Now supposing this data is in the file input.json:

{"b":1,"c":2}
{"b":3,"c":4}

If we run this the query from above without type checking data from the source (enabled with the -dynamic flag), then the query runs even though there are type errors. In this case, “missing” values are produced:

$ super -dynamic -c "select a from input.json"
{a:error("missing")}
{a:error("missing")}

Even though the reference to column “a” is dynamically evaluated, all the data is still strongly typed, i.e.,

$ super -c "from input.json | values typeof(this)"
<{b:int64,c:int64}>
<{b:int64,c:int64}>

Data Order

Data sequences from sources may have a natural order. For example, the values in a file being read are presumed to have the order they appear in the file. Likewise, data stored in a database organized by a sort constraint is presumed to have the sorted order.

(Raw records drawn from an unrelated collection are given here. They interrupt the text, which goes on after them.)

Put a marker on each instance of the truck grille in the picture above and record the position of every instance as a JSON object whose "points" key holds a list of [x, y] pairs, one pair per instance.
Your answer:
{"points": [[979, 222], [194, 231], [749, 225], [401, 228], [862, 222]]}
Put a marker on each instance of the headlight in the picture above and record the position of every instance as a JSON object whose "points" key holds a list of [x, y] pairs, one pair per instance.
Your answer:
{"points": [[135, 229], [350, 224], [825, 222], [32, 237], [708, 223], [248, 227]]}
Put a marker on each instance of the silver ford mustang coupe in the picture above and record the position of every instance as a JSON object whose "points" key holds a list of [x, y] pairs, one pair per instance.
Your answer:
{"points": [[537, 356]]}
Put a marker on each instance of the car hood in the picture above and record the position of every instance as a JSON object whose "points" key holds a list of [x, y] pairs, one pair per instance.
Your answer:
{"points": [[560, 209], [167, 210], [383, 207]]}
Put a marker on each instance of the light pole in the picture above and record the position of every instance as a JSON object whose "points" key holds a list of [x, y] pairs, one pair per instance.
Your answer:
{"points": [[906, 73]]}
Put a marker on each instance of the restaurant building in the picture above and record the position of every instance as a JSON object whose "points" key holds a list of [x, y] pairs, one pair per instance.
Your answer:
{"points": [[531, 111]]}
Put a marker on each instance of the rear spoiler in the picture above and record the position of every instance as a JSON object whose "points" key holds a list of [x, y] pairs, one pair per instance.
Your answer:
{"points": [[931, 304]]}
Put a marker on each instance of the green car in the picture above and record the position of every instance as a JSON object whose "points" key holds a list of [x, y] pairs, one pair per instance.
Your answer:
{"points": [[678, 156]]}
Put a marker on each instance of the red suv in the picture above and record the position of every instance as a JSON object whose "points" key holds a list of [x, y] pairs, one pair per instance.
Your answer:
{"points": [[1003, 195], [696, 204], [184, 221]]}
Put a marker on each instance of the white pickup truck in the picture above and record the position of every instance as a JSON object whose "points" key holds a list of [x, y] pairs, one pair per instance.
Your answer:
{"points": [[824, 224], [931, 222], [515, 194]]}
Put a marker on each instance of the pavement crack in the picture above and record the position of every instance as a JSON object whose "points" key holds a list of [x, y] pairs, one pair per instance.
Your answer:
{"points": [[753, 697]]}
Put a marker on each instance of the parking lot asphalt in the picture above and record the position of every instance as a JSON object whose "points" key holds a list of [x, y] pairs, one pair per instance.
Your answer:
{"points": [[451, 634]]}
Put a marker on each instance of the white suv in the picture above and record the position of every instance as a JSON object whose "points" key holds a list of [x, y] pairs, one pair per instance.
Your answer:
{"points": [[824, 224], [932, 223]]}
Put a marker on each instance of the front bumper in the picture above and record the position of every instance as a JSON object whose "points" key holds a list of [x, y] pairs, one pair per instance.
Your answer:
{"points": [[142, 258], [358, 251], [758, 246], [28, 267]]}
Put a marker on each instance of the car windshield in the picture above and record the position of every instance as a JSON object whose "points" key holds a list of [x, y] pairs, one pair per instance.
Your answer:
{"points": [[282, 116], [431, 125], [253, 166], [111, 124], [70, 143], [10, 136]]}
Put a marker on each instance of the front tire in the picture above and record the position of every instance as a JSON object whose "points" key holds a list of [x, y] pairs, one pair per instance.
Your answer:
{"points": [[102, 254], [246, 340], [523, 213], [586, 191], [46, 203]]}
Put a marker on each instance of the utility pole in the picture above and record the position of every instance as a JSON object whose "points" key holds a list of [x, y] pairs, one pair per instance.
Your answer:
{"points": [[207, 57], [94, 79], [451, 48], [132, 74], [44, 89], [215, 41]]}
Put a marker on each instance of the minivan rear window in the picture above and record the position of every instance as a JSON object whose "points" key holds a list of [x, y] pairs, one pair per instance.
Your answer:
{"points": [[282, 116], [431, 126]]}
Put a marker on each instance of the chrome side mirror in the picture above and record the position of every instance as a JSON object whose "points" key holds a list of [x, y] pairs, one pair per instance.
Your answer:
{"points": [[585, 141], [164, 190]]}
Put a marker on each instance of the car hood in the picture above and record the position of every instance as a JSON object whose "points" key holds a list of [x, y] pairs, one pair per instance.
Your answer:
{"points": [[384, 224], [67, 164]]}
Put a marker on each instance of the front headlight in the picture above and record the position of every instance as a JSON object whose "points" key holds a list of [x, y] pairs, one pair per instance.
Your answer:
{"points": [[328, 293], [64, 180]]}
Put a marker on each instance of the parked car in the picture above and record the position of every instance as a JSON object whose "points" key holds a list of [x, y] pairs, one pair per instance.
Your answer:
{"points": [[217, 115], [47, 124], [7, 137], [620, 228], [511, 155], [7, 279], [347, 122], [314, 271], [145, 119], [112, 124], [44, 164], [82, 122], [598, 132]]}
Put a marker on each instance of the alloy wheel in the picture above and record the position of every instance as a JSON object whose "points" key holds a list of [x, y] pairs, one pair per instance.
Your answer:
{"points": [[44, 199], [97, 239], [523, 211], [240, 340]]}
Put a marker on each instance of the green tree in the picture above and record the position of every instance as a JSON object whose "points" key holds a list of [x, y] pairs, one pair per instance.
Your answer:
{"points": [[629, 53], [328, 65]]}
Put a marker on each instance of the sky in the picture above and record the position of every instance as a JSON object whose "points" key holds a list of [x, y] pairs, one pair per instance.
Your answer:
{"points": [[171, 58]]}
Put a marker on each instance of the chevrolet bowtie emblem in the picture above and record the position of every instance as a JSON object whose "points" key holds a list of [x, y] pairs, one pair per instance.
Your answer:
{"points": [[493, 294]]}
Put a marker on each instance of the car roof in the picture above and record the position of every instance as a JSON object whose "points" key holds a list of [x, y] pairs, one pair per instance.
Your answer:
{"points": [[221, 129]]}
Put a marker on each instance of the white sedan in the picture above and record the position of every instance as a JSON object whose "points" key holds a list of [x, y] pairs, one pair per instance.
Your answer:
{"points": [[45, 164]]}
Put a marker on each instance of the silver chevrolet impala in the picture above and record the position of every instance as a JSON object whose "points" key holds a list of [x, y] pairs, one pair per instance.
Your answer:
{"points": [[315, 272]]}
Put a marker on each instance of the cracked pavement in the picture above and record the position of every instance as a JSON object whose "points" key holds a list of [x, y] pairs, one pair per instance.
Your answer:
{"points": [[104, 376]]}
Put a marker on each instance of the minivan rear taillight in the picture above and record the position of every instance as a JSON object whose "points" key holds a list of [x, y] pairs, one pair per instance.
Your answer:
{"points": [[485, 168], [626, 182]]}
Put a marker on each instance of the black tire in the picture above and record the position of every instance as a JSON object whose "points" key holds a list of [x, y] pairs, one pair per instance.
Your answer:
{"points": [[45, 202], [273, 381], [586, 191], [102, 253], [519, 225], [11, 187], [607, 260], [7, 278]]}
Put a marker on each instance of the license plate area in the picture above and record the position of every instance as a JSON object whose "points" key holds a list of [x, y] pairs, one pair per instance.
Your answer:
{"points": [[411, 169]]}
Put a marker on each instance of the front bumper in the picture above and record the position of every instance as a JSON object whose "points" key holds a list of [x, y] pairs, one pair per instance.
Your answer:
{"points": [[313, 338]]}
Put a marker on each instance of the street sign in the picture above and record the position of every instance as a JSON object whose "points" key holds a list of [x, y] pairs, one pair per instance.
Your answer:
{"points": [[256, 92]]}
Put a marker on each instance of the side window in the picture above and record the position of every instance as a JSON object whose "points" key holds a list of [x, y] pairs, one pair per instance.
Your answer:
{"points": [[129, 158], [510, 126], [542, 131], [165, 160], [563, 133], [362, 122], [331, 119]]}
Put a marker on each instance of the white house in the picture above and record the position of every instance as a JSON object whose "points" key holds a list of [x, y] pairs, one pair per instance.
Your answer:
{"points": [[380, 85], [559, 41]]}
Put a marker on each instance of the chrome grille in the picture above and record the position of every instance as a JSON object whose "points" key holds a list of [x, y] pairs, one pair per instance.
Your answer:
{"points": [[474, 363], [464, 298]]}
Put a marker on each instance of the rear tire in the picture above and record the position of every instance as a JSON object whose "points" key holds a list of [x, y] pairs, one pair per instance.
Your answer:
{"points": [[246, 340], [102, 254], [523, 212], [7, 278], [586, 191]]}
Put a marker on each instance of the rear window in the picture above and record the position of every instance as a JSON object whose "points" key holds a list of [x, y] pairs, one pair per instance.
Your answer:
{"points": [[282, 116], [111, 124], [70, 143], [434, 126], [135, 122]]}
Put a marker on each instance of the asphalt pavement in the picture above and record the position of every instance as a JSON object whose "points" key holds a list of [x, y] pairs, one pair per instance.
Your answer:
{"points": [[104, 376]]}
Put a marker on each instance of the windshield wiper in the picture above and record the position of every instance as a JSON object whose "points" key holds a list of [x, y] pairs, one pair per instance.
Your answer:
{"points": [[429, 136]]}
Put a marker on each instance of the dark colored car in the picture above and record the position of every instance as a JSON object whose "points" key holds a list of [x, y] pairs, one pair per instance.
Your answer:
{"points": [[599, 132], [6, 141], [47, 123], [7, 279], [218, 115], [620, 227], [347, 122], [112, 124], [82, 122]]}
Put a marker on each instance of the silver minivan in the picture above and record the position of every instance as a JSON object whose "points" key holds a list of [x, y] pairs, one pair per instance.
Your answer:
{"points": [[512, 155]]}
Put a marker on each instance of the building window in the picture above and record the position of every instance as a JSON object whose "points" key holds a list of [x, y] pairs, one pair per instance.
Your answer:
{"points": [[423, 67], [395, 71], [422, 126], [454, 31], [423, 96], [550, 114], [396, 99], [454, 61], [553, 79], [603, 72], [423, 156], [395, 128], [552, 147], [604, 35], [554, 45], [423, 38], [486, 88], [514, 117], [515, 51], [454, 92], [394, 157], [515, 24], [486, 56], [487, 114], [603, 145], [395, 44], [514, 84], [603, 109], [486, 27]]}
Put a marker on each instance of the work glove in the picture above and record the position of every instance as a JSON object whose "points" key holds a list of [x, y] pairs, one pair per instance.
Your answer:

For order-preserving pipe operators, this order is preserved. For order-creating operators like sort an output order is created independent of the input order. For other operators, the output order is undefined.

Each operator defines whether or not it is order is preserved, created, or discarded.

For example, the where drops values that do not meet the operator’s condition but otherwise preserves data order, whereas the sort creates an output order defined by the sort expressions. The aggregate creates an undefined order at output.

When a pipe query branches as in join, fork, or switch, the order at the merged branches is undefined.